Publication year - 2015
Publication title -
human mutation
Language(s) - English
Resource type - Journals
SCImago Journal Rank - 1.981
H-Index - 162
eISSN - 1098-1004
pISSN - 1059-7794
DOI - 10.1002/humu.22783
Subject(s) - exome sequencing , biology , dna sequencing , whole genome sequencing , genetics , computational biology , exome , genome , gene , mutation
ABSTRACT Although the benefits of next‐generation sequencing (NGS) for the diagnosis of heterogeneous diseases such as intellectual disability (ID) are undisputed, there is little consensus on the relative merits of targeted enrichment, whole‐exome sequencing (WES) or whole‐genome sequencing (WGS). To answer this question, WES and WGS data from the same nine samples were compared, and WES was shown not to miss any variants identified by WGS in a gene panel including ∼500 genes linked to ID (500GP). Additionally, deeply sequenced WES data were shown to adequately cover ∼99% of the 500GP; thus, little additional benefit was to be expected from a targeted enrichment approach. To reduce costs, minimal sequencing criteria were determined by investigating the relation between sequenced reads and outcome parameters such as coverage and variant yield.

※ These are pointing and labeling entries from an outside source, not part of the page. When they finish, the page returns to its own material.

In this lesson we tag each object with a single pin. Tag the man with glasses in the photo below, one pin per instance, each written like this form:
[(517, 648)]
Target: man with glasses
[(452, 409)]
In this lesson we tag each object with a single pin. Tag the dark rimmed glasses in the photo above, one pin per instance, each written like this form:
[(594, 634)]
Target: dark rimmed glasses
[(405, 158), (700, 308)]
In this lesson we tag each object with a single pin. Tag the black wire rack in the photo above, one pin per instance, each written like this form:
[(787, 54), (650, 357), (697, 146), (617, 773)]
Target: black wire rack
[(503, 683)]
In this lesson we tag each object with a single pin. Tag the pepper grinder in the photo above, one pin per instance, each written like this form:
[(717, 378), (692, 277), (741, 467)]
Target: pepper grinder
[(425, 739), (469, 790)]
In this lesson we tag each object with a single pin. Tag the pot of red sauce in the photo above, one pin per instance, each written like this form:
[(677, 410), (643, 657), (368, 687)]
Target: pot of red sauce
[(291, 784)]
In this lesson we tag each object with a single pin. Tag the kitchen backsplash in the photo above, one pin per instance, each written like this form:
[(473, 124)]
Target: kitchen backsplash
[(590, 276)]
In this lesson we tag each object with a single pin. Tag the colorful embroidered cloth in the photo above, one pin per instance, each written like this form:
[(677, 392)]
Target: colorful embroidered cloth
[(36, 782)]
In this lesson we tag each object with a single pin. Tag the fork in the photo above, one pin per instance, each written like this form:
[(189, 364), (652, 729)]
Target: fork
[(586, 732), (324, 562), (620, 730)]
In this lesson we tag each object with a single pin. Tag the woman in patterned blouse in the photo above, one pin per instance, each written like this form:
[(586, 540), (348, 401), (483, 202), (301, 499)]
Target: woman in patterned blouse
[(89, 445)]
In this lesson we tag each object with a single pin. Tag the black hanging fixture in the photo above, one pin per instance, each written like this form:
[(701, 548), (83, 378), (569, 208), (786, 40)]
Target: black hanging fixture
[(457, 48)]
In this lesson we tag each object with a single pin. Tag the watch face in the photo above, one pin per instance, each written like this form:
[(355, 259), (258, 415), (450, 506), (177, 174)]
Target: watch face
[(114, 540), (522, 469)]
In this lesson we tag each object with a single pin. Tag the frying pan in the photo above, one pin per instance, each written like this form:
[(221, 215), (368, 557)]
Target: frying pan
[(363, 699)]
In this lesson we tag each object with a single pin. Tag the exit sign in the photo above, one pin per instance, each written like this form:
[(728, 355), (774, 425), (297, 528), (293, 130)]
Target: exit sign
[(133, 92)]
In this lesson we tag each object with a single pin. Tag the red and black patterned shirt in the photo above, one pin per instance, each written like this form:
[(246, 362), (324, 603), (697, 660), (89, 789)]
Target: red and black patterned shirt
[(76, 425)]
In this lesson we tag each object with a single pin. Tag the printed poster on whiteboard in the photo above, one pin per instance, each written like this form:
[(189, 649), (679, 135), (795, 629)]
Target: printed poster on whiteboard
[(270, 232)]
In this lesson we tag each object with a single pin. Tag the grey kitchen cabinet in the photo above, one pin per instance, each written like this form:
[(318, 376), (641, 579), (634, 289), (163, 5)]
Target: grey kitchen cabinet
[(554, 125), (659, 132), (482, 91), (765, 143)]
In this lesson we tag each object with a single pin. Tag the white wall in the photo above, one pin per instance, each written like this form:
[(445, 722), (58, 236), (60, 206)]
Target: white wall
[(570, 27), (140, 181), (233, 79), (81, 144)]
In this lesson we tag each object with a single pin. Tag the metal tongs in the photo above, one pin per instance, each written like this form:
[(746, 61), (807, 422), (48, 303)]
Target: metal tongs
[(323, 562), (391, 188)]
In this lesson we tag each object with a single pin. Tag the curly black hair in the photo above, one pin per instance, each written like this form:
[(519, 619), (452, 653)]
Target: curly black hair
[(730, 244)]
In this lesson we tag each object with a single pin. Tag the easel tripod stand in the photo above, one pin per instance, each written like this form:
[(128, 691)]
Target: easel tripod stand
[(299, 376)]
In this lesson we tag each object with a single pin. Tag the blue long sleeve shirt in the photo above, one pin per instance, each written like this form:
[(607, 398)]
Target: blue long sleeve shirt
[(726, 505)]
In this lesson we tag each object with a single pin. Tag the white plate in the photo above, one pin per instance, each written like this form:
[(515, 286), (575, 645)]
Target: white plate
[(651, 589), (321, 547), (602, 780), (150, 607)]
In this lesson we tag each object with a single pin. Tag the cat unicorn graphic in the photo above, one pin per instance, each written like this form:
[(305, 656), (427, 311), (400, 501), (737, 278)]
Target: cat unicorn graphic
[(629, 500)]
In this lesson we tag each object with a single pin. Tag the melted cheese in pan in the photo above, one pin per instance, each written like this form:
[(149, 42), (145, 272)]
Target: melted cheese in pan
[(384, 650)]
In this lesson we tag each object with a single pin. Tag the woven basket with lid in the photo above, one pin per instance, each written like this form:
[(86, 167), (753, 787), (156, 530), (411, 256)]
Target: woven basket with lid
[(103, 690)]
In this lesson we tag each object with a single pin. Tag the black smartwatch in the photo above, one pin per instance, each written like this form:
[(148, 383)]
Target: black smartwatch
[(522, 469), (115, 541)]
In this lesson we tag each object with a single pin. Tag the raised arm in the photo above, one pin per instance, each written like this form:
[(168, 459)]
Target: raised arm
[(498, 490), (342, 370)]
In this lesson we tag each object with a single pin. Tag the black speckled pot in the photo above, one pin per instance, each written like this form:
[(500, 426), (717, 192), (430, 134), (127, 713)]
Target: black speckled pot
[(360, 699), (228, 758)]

Our analysis indicated that 60 million reads yielded a mean coverage of ∼60×: ∼97% of the 500GP sequences were sufficiently covered to exclude variants, whereas variant yield was ∼99.5% and false‐positive and false‐negative rates were controlled. Our findings indicate that WES is currently the optimal approach to ID diagnostics. This result depends on the capture kit and sequencing strategy used. The developed framework however is amenable to other sequencing approaches.